Is an impeachable official who has not admitted his crime eligible for pardon? Prosecutors who worked for six years to secure Estrada’s conviction do not think so. But this will soon become immaterial as Estrada is freed and Malacanang invokes the President’s power to grant executive clemency. Even if the pardon is challenged in court, putting toothpaste back into the tube will be easier than keeping Estrada locked up.

Estrada’s supporters believe he has suffered enough, having gone through the indignity of arrest and detention for six and a half years. Never mind if no inmate in this country will ever enjoy detention facilities as comfortable as the one handpicked by Estrada after he found the bungalow in a police camp too modest for his taste. As a former president, his supporters argue, he deserves special treatment. The administration has wholeheartedly agreed.

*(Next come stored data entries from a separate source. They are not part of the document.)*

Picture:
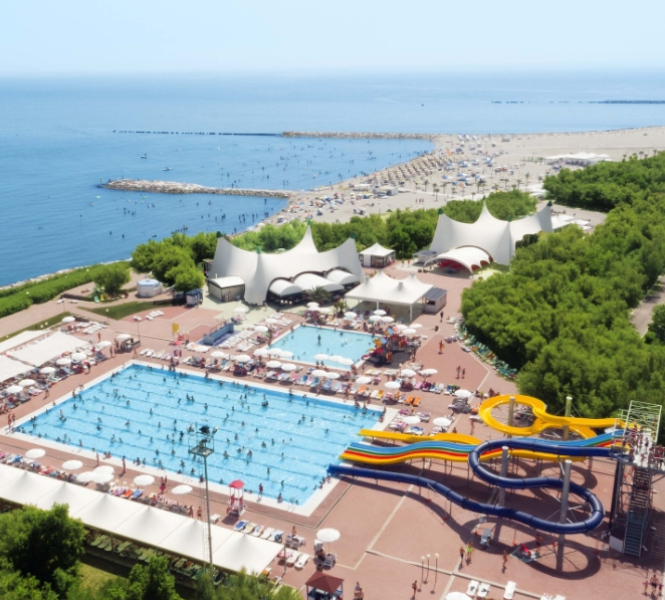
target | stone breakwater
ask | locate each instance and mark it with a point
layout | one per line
(175, 187)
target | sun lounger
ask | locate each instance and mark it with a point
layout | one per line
(510, 590)
(302, 561)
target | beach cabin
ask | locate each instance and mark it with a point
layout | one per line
(377, 256)
(148, 288)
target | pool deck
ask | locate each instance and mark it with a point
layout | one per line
(387, 527)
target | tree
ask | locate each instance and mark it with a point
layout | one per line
(46, 545)
(111, 278)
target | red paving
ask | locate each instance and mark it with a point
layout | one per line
(387, 527)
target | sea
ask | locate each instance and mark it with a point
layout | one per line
(61, 137)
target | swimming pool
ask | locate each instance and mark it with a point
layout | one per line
(143, 412)
(306, 342)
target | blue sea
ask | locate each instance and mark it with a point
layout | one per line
(59, 138)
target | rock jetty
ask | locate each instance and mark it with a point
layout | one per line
(175, 187)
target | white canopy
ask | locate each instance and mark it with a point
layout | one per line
(48, 348)
(497, 238)
(258, 270)
(377, 250)
(310, 281)
(11, 368)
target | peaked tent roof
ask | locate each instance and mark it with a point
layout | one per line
(258, 270)
(496, 237)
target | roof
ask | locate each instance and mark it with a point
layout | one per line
(382, 288)
(323, 582)
(377, 250)
(496, 237)
(258, 270)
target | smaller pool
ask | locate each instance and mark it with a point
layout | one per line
(306, 342)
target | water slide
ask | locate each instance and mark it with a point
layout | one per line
(492, 448)
(544, 420)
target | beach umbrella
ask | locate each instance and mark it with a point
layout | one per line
(72, 465)
(144, 480)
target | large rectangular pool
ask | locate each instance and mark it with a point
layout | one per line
(265, 436)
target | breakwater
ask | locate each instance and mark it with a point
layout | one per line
(175, 187)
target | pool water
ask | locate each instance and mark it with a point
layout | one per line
(306, 342)
(143, 412)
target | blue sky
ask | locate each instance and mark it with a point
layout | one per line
(162, 36)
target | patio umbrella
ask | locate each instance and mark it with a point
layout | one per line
(72, 465)
(35, 453)
(442, 422)
(144, 480)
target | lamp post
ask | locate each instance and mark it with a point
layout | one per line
(204, 446)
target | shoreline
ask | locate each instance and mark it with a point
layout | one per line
(523, 152)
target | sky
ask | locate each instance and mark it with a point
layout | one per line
(83, 37)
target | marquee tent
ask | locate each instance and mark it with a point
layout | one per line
(386, 290)
(258, 270)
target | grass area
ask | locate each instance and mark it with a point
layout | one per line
(120, 311)
(37, 326)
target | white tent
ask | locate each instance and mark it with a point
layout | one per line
(258, 270)
(11, 368)
(245, 551)
(497, 238)
(384, 289)
(49, 348)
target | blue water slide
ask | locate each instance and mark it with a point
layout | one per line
(588, 524)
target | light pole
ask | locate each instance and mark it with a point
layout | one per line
(204, 446)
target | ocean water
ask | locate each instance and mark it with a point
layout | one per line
(59, 138)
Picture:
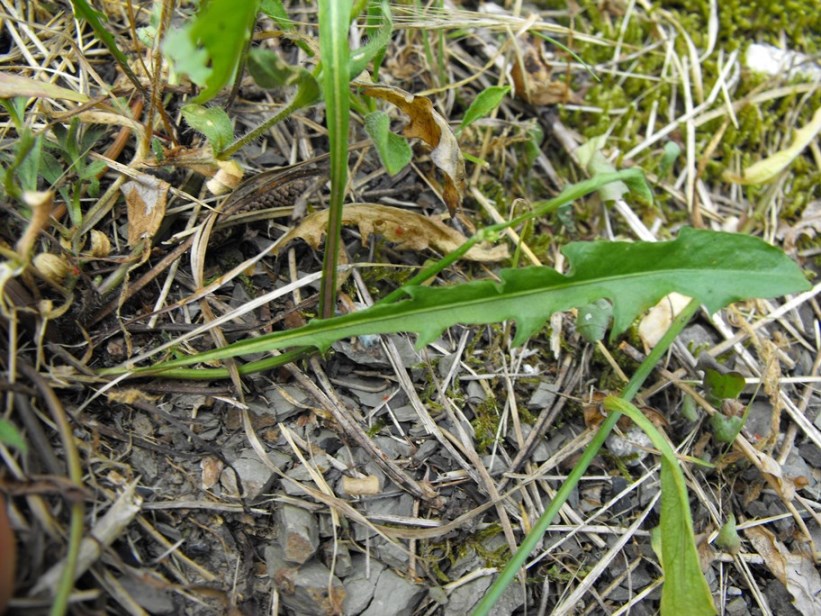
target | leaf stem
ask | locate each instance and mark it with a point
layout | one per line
(534, 536)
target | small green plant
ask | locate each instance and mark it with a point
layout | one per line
(715, 269)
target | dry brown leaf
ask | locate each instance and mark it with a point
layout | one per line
(429, 126)
(408, 230)
(658, 320)
(531, 78)
(146, 199)
(17, 85)
(796, 571)
(211, 471)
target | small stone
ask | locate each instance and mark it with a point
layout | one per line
(463, 599)
(253, 473)
(737, 607)
(299, 533)
(342, 564)
(405, 414)
(394, 596)
(305, 589)
(282, 402)
(759, 420)
(633, 446)
(390, 553)
(361, 584)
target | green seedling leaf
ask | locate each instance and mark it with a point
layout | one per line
(269, 70)
(10, 436)
(208, 48)
(714, 268)
(594, 319)
(725, 428)
(484, 104)
(723, 385)
(727, 538)
(212, 122)
(685, 590)
(276, 11)
(688, 408)
(672, 150)
(378, 39)
(394, 151)
(591, 158)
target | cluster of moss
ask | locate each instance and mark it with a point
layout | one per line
(626, 102)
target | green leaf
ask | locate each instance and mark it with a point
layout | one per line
(269, 70)
(591, 158)
(393, 150)
(672, 150)
(726, 428)
(10, 436)
(685, 590)
(728, 539)
(594, 319)
(276, 11)
(378, 39)
(208, 48)
(484, 104)
(212, 122)
(334, 52)
(723, 385)
(714, 268)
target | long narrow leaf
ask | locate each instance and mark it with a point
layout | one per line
(685, 590)
(714, 268)
(334, 19)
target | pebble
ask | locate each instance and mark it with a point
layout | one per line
(394, 596)
(299, 533)
(305, 588)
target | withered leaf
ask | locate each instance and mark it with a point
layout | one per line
(146, 198)
(428, 125)
(408, 230)
(531, 76)
(795, 570)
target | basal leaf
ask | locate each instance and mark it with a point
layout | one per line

Malacanang said Estrada was granted pardon in the spirit of national unity and reconciliation. Who was it who used to insist there should be justice first before reconciliation? She now lauds the pardon for Estrada. Perhaps she has seen the futility of aiming for justice in this country. No one really believed Estrada, who insists he never resigned as president, would rot in prison forever. But there were people who hoped, naively, as it turned out, that he would feel penalized enough for his crime to feel remorse. Instead an administration in urgent need of friends has fallen all over itself in its rush to grant pardon to a convicted plunderer. At least Malacañang extracted a commitment that Estrada would no longer seek public office, although he joked that he could change his mind.

Everyone expected pardon for Estrada, but not this soon. Amid all the corruption scandals, the timing of the pardon has opened the administration to accusations of indecent haste in the name of political survival. What are all corrupt public officials thinking? In this country, politics trumps justice any time.